Dan saat sampai ke kawasan, kami pun dimintai uang masuk, karena kami naik mobil (mobil sewaan hehe) jadi hitungannya sedikit lebih murah dari pada perorangan. Kemudian saat tiba ditempat, maka kami kembali dimintai uang parkir.
Kami pun segera turun dari mobil, hatipun senang dan ingin cepat-cepat mandi di sungai yang jernih dan sejuk. Kami pun berjalan mencari tempat strategis untuk bersantai. Naik turun tangga, lihat kanan kiri dan tak lupa bernarsis ria, kamera beraksi, haha.
  • Aku dan Bapak ku narsis dijembatan, padahal ga lewat jembatan cuma numpang photo doang, haha

  •  Beberapa penginapan yang ada di Bukit Lawang

  •  Pondok-Pondok Untuk Santai Dilihat Dari Atas

 
  • Judi. Bahkan ditempat wisata sekalipun masih banyak yang bermain judi. Judi tebak angka, biasanya angka dadu.
  • Naik tangga dan tetap photo-photo

Sampai lah kami ke pondok didepan sungai. Dan kami pun sedikit bingung memilih pondok mana yang pas untuk bersantai. Tapi karena sudah lelah dan lapar, jadi kami tidak berlama-lama memilih. Tanya harga dan sedikit nego/tawar-menawar, maka terpilih lah pondoknya dengan harga100ribuan. Pondoknya cukup besar dan sudah lengkap dengan tikarnya, dan pastinya bisa memuat seluruh keluarga ku yang cukup ramai, haha.

Dan saatnya bersantai melepas lelah kemudian makan melepas lapar. Tapi tetap, photo-photonya jangan lupa, sebagai kenang-kenangan.

Selesai makan, anak-anak pada mandi sungai. Tapi kami orang dewasanya belum mau mandi, tapi masih pengen nyantai dan menikmati pemandangan sekalian narsis lagi, haha. 
Karena rencanya kami ingin naik gunung (sebenarnya bukan naik gunung beneran, hanya sedikit mendaki kaki gunung leuser) untuk melihat orang utan yang ada disana. Dulu sebelum terjadi banjir bandang, orang utan dan berbagai spesies monyet lainnya ditempatkan dibawah sini sekitar sungai didalam kandang, sehingga para pengunjung bisa melihat. Tapi saat banjir terjadi, banyak orang utan dan monyet lainnya mati karena terbawa arus banjir dan mati dalam kandang karena terkurung dan tidak bisa menyelamatkan diri. Sejak itu, orang utan dilepaskan dialam bebas namun tetap diberi makan oleh petugas. Dan saat jam makan itulah kita bisa melihat orang utan.

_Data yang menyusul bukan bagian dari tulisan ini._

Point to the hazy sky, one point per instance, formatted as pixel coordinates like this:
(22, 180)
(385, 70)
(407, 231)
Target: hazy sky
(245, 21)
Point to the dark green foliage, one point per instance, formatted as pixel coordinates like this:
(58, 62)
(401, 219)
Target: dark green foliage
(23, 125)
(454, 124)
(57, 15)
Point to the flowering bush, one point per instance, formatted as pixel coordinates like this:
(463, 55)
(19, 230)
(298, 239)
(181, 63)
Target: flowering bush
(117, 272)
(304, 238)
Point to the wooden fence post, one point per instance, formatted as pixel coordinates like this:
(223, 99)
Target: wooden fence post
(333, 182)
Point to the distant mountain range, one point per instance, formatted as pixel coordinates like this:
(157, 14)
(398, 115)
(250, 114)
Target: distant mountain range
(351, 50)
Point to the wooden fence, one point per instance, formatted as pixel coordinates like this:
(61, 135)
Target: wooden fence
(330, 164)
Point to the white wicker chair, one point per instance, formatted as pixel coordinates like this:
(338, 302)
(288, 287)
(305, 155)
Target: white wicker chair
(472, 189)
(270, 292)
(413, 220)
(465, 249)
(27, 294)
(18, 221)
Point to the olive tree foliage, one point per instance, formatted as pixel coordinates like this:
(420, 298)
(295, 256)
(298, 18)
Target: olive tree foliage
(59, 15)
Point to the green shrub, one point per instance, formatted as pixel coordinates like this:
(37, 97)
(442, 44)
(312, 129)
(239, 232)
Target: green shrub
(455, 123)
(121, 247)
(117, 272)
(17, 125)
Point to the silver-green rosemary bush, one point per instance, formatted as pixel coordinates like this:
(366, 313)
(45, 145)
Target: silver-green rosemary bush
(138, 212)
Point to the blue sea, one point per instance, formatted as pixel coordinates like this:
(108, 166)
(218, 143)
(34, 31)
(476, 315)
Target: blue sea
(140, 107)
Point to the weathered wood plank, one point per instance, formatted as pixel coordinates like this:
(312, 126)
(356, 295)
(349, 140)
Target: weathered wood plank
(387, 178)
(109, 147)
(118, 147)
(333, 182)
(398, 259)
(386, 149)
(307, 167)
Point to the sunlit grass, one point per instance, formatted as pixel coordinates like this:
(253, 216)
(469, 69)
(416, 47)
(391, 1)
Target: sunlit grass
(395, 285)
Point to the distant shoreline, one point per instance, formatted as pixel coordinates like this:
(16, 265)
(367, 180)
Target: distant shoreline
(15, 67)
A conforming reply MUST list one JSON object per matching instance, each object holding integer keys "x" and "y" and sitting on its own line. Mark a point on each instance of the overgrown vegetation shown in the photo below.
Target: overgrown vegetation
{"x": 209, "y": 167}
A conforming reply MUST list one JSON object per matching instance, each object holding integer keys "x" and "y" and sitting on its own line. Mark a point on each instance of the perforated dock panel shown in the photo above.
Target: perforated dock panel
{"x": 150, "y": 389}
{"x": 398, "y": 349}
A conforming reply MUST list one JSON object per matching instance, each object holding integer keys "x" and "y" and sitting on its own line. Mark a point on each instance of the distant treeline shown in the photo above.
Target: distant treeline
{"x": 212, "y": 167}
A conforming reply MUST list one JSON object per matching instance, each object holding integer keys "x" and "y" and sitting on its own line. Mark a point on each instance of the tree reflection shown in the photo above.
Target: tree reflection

Mereka diberi makan 2 kali sehari sekitar jam 9-10 pagi dan jam 3-4 sore. Selebihnya mereka mencari makan sendiri dihutan.
Jadi menunggu waktu, kami habiskan untuk beristirahat sambil photo-photo lagi.
  • Keluarga Ku ( Mamak, Bapak, Bibi, Sepupu Dan Ponakan ) Istirahat lalu makan sambil narsis



  • Mamak Dan Bapak ku berduaan, Romantis ni yeeee :)
  • Aku, Mamak Dan Bapak ku, makan sambil narsis

  • Air sungainya deras, dan sangat cocok bagi mereka yang suka bermain ban-banan ( ban dalam bekas truk yang besar yang diikat tali untuk tempat duduk )




  • Keindahan tempat wisata jadi rusak karena sampah
  • Banyak jembatan disini, untuk penyebrangan ke tempat penginapan dan ke tempat lainnya.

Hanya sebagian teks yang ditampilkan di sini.